Von der Zwangsaktivierung verspricht sich Microsoft eine deutliche Steigerung seiner Lizenzumsätze. Das ist auch dringend nötig. Erst vor wenigen Wochen hat das Unternehmen eine Gewinnwarnung herausgeben müssen und geringere Umsätze als bislang erwartet prognostiziert. Schuld daran ist in großem Maße das Geschäft mit Anwendungssoftware, also vor allem Office. Dort verbuchten die Redmonder einen Rückgang um zwei Prozent auf 2,49 Milliarden Dollar gegenüber dem Vorjahresquartal. Die Zwangsregistrierung könnte helfen, die Umsätze zu steigern. Obwohl Jensen keine konkreten Zahlen nennen will, sollen die Umsätze mit Office in Ländern wie den USA und Kanada, in denen das Verfahren bereits seit zwei Jahren eingesetzt wird, signifikant erhöht worden sein.

Bei dem geplanten Aktivierungsverfahren will Microsoft sicherstellen, dass die Rechte der Anwender gewahrt bleiben. Hierzu gehört die Neuinstallation zum Beispiel bei Weiterverkauf oder Rechnerwechsel. Unter welchen Bedingungen zusätzliche Aktivierungsschlüssel für eine bereits vorhandene Softwarelizenz ausgegeben werden, konnte Jensen allerdings nicht sagen. Auch dem Datenschutz wird Rechnung getragen. "Bei der Aktivierung von Windows XP und Office XP verlangt Microsoft keine persönlichen Daten", stellt Jensen klar. Informationen, die Rückschlüsse auf den verwendeten Rechner und bereits installierte Software zulassen könnten, würden nicht an den Softwarehersteller übermittelt.

Konkret generiert das einzurichtende Programm einen Installations-Key, der sich aus Informationen über die Hardware und dem Produkt-Key, das ist der 25-stellige Code, der per Aufkleber mit jedem Paket geliefert wird, zusammensetzt.

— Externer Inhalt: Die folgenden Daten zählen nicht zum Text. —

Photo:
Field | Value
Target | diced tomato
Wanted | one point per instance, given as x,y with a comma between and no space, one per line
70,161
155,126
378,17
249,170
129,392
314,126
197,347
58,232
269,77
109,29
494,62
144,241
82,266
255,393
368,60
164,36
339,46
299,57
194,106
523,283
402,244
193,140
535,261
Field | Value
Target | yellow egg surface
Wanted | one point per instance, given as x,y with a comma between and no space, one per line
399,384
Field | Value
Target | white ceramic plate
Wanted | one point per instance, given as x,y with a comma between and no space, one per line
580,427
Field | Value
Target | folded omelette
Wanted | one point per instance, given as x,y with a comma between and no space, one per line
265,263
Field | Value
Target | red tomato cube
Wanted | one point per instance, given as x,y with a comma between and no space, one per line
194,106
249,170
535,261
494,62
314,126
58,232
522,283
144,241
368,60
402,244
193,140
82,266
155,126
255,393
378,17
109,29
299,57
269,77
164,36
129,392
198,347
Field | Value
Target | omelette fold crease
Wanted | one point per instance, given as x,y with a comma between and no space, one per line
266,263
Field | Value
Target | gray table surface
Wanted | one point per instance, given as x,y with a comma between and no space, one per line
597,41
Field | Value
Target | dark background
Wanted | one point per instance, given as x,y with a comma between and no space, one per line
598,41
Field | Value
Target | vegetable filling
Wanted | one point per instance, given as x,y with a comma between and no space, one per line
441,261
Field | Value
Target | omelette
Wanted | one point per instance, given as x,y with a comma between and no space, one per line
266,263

Der 50-stellige Installationsschlüssel muss per Internet oder telefonisch an Microsoft übermittelt werden. Erst dann erhält der Kunden den so genannten Confirmation-Key. Ohne diesen Schlüssel lässt sich Windows XP nach 30 Tagen und Office XP nach dem fünfzigsten Aufruf nicht mehr starten.

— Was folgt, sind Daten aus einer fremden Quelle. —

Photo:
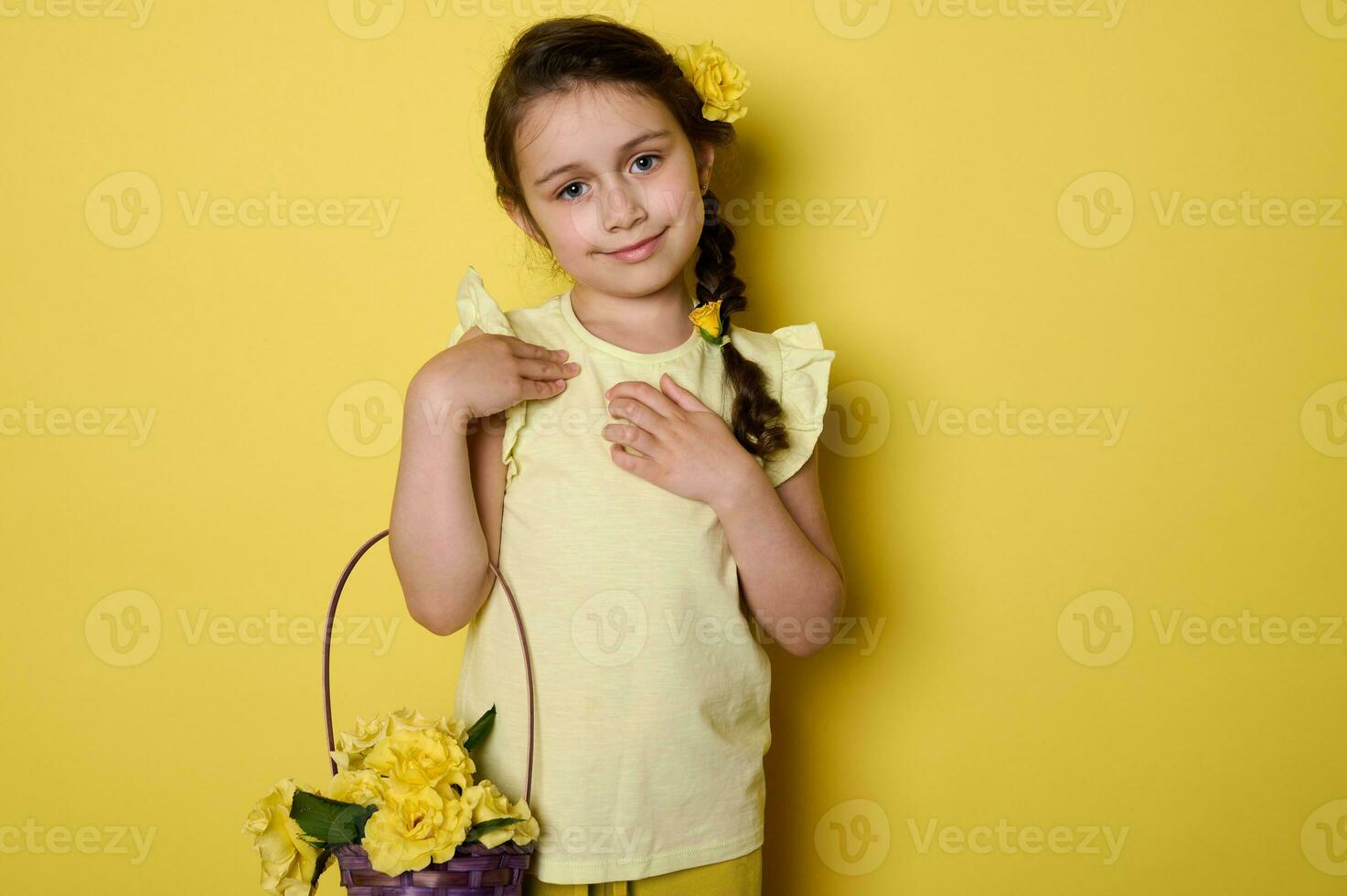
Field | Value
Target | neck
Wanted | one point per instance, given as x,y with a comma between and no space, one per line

Solch ein Aktivierungsverfahren ist nach Ansicht von Markus Schmidt, Rechtsanwalt in der Kanzlei Heuking Kühn Lüer Wojtek in Berlin, durch die Rechtsprechung gedeckt. Microsoft hat als Urheber das Recht, sich mit einer Aktivierung gegen die unerlaubte Vervielfältigung seiner Software zu schützen. Eine Registrierung, bei der auch personenbezogene Daten erfasst werden, ist dagegen nicht erlaubt. Microsoft darf auch im Falle einer Veräußerung durch den Verkäufer einen Nachweis darüber verlangen, zum Beispiel einen Kaufvertrag oder die Versicherung, die vorhandene Installation vom Rechner zu entfernen.

Office XP soll Mitte des Jahres auf den Markt kommen. Windows XP soll in der zweiten Jahreshälfte zu haben sein.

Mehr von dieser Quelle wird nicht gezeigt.